Chief, Laboratory Medicine

Laboratory Medicine
karen.frank@nih.gov
301-402-9559

Dr. Karen M. Frank is a board-certified Clinical Pathologist, with 14 years experience as a clinical microbiologist and seven years of experience as Director of Clinical Microbiology and/or Immunology Laboratories.

MD, University of Pennsylvania
PhD, University of Pennsylvania

Dr. Frank completed her M.D. and Ph.D. in Biochemistry at the University of Pennsylvania. She completed a Clinical Pathology Residency at the Brigham & Women's Hospital. During her postdoctoral research fellowship in Immunology, she focused on V(D)J recombination in developing lymphocytes in the HHMI laboratory of Dr. Fred Alt at the Boston Children's Hospital. As a faculty member, her studies included DNA repair mechanisms relevant to both cancer and immunology, followed by microbiological investigations of Staphylococcus aureus and Enterobacteriaceae.

Academic Biosketch

Dr. Frank is a board-certified Clinical Pathologist, with 14 years experience as a clinical microbiologist and seven years of experience as Director of Clinical Microbiology and/or Immunology Laboratories. She previously served as Director of the Lab Service Center and Phlebotomy, and as an Associate Director of a Pathology Residency Program. Dr. Frank chairs the Resident In-Service Exam Committee of the American Society of Clinical Pathology, she is President-Elect of the Academy of Clinical Laboratory Physicians and Scientists, and has been the Director of an ACGME-accredited Clinical Microbiology Fellowship. She has served as a consultant for medical student education and clinical algorithms for bacterial antibiotic resistance testing in the laboratories of two hospitals in China as part of the Wuhan Medical Education Reform Project. Laboratory projects include an evaluation of MALDI-TOF identification of microorganisms and molecular methods for microbial identification. She joined the Department of Laboratory Medicine in the Clinical Center at NIH in 2012.

Clinical Interests

The Microbiology Service is a CAP-accredited 7,000 square foot laboratory, offering tests that cover all areas of microbiology, including bacteriology, mycology, parasitology, mycobacteriology, and virology. We provide testing for many NIH institute research programs and we therefore have state-of-the-art instrumentation, including an extensive molecular diagnostics section and a BSL3 level facility. The laboratory staff have consistently published peer-reviewed studies for many years. This laboratory was one of the leading laboratories in the United States to investigate the use of MALDI-TOF technology for organism identification and to integrate the technology into the routine daily workflow. We have more than 26 full-time microbiology staff, primarily licensed medical technologists, as well as four senior level microbiology staff positions to oversee all of the sections of the laboratory. The Clinical Center serves as a medical center only for patients enrolled in clinical trials, and because of this unique mission, the patients enrolled come from locations throughout the world, some with very rare disorders, and many of the patients are very immunocompromised. Therefore, the laboratory has access to a wide variety of specimens from diverse populations, including organisms that are not routinely isolated in many hospital settings. The senior staff in the microbiology laboratory meets daily with the infectious diseases physicians and has routine interactions with the scientists leading the clinical trials, providing a great environment for further investigation of antibacterial resistance. Collaborative research is conducted on campus with investigators from multiple NIH institutes.

Research Interests

Staphylococcus aureus
Dr. Frank's research collaboration with Dr. Julie Bubeck-Wardenburg in the Departments of Pediatrics and Microbiology at the University of Chicago focused on the pathogenesis of Staphylococcus aureus pneumonia. Pneumonia due to Staphylococcus aureus causes significant morbidity and mortality in both children and adults. Although Staphylocccous aureus is known to have a number of virulence factors, the essential factors involved in lower respiratory tract disease are not yet completely understood. The alpha-hemolysin of Staphylococcus aureus has been identified through animal models of pneumonia as one of the critical virulence factors for lung injury.

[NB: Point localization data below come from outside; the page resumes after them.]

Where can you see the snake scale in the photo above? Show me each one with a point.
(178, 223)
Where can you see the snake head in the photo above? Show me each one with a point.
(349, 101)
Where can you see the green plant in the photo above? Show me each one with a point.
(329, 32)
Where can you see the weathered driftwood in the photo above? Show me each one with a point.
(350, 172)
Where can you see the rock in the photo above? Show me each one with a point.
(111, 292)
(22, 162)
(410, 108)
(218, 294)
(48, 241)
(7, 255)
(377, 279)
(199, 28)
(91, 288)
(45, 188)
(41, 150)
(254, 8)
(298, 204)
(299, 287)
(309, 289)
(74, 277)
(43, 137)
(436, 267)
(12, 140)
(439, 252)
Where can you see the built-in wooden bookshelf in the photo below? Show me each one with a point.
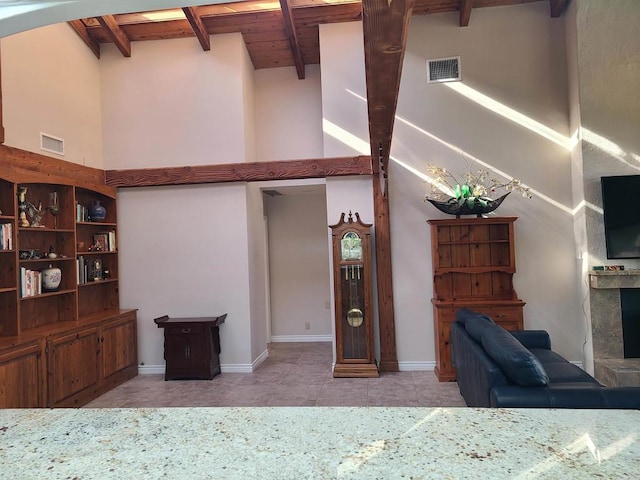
(67, 346)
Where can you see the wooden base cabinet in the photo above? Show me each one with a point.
(84, 364)
(191, 346)
(22, 376)
(473, 266)
(73, 367)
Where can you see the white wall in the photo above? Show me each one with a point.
(258, 268)
(299, 265)
(345, 124)
(288, 114)
(172, 104)
(184, 253)
(513, 65)
(51, 83)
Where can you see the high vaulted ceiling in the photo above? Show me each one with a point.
(277, 33)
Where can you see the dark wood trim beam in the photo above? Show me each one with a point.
(1, 121)
(28, 166)
(240, 172)
(198, 27)
(290, 28)
(110, 25)
(557, 7)
(465, 12)
(385, 25)
(82, 32)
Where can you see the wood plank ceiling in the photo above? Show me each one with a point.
(277, 33)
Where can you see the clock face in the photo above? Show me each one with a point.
(351, 246)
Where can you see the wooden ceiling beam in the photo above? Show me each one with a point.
(557, 7)
(385, 25)
(240, 172)
(290, 28)
(82, 32)
(465, 12)
(119, 38)
(198, 27)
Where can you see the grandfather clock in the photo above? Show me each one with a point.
(355, 356)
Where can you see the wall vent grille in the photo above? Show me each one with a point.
(443, 70)
(52, 144)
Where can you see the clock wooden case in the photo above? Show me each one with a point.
(355, 355)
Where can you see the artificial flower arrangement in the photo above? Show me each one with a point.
(471, 195)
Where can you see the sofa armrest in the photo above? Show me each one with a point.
(533, 338)
(565, 396)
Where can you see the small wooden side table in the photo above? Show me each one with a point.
(191, 346)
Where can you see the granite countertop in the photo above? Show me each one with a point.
(318, 443)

Using microarray analysis of murine lung RNA, we examined the response of the host to a virulent Staphylococcal strain compared to a strain deficient in the alpha-toxin. We determined that the cellular immune response to infection was characterized by a prominent TH17 response to the wild-type pathogen. Investigation of the host-pathogen interaction and the pathogenesis of Staphylococcal lung injury will contribute to programs aimed at the development of novel therapeutic approaches for Staphylococcal disease.

Resistant Gram Negative Bacteria
Antibiotic-resistant bacteria cause significant morbidity and mortality in hospitalized patients, causing the Centers for Disease Control and Prevention to list carbapenem-resistant bacteria as a urgent threat requiring attention by the medical community.

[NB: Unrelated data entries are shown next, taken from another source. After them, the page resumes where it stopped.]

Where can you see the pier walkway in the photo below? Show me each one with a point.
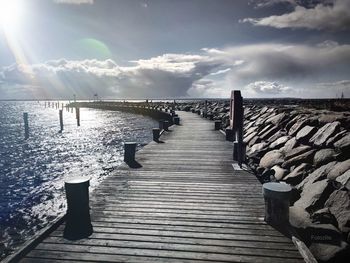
(185, 204)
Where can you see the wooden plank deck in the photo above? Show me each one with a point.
(186, 204)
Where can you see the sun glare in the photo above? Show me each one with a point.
(10, 14)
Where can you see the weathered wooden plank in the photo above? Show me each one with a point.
(185, 204)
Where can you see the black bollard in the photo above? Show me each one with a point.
(276, 196)
(166, 125)
(77, 115)
(161, 124)
(129, 152)
(61, 119)
(78, 221)
(156, 134)
(229, 134)
(217, 125)
(26, 125)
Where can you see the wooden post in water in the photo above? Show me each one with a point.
(78, 221)
(26, 125)
(77, 115)
(129, 152)
(61, 119)
(166, 125)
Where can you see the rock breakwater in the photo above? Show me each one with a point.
(309, 149)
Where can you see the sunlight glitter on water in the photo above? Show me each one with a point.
(32, 171)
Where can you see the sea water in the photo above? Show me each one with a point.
(32, 171)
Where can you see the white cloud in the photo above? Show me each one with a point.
(323, 16)
(266, 88)
(222, 71)
(256, 69)
(74, 2)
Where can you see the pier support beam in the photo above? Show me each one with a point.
(78, 221)
(276, 197)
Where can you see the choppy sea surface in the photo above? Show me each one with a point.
(32, 171)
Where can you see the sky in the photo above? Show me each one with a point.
(53, 49)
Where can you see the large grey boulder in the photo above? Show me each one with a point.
(343, 143)
(256, 149)
(339, 169)
(339, 205)
(297, 174)
(324, 156)
(279, 142)
(317, 175)
(344, 180)
(249, 137)
(297, 151)
(271, 158)
(279, 172)
(330, 142)
(268, 133)
(277, 118)
(323, 216)
(296, 127)
(289, 145)
(324, 133)
(315, 195)
(306, 157)
(305, 134)
(326, 242)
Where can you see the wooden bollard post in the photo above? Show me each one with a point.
(217, 125)
(276, 196)
(129, 152)
(77, 115)
(176, 120)
(161, 124)
(78, 221)
(61, 119)
(156, 134)
(166, 125)
(229, 134)
(26, 125)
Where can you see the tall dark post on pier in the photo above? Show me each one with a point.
(236, 123)
(78, 220)
(26, 125)
(61, 119)
(77, 115)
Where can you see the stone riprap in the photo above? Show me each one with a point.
(309, 149)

Investigators in the National Human Genome Research Institute and the Clinical Center have used advanced DNA sequencing methods to characterize carbapenem-resistant Enterobacteriaceae in hospitalized patients. They tracked a cluster of infections in hospitalized patients, then more recently, we conducted a two year follow-up study to understand the possible spread of the resistant genes between bacteria on plasmids, the genetic material which encodes antibiotic resistant genes in these bacteria.

Advanced sequencing is a valuable technique to aid the infection control team in learning how to control the spread of multi-drug resistant bacteria between critically ill patients at the NIH Clinical Center as a model for healthcare systems. Improved understanding of the genetic basis of antibiotic resistant bacteria guides further strategies to rein in antibiotic resistance and focus experiments directed toward improved treatment for these serious infections.

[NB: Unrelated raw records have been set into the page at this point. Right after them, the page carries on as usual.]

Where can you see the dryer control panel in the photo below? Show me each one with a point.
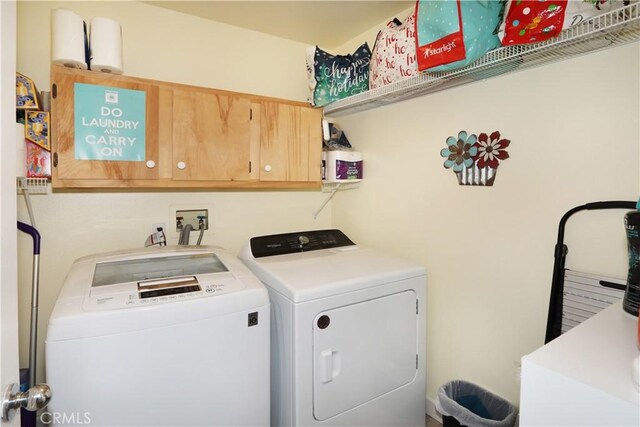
(304, 241)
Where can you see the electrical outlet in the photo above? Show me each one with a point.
(517, 365)
(193, 217)
(155, 226)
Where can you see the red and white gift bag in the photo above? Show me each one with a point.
(394, 53)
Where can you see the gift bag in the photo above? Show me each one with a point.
(393, 56)
(454, 33)
(333, 77)
(532, 21)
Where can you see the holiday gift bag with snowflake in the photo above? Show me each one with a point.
(475, 159)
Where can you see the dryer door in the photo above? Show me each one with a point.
(362, 351)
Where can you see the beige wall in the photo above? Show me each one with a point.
(163, 45)
(574, 134)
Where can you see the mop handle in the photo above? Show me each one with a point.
(33, 333)
(35, 235)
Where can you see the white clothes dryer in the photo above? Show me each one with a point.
(163, 336)
(348, 331)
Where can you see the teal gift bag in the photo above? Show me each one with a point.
(451, 34)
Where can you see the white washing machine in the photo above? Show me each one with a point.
(348, 331)
(160, 336)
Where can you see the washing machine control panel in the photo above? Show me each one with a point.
(280, 244)
(130, 295)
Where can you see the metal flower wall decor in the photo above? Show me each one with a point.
(475, 159)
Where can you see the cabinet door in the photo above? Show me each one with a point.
(290, 142)
(105, 128)
(211, 136)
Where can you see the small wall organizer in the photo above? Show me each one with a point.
(612, 29)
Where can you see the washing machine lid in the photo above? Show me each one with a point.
(131, 290)
(309, 265)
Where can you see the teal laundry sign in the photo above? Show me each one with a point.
(109, 123)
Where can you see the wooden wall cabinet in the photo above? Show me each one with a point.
(195, 138)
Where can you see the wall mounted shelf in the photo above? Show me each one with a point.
(608, 30)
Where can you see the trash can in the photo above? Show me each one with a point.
(465, 404)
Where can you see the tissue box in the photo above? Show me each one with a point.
(342, 166)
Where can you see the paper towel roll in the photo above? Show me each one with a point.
(21, 156)
(67, 39)
(106, 45)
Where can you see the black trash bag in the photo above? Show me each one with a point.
(473, 406)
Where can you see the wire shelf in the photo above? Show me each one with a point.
(611, 29)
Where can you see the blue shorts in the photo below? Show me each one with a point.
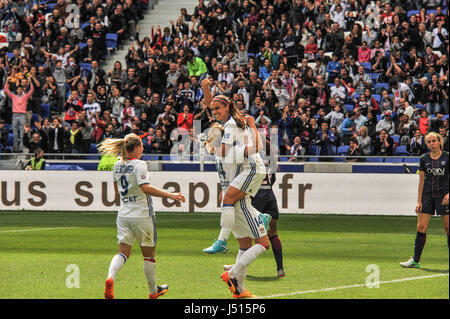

To further investigate the mechanisms used by bacteria to spread resistance, we examined the frequency of horizontal gene transfer among species, using bacterial isolates from two hospitals. Most conjugation studies use a lab strain of E. coli, typically under narrow conditions. Given that conjugation is influenced by multiple factors, we sought to perform a systematic analysis of blaKPC encoding plasmids transfer into multiple species.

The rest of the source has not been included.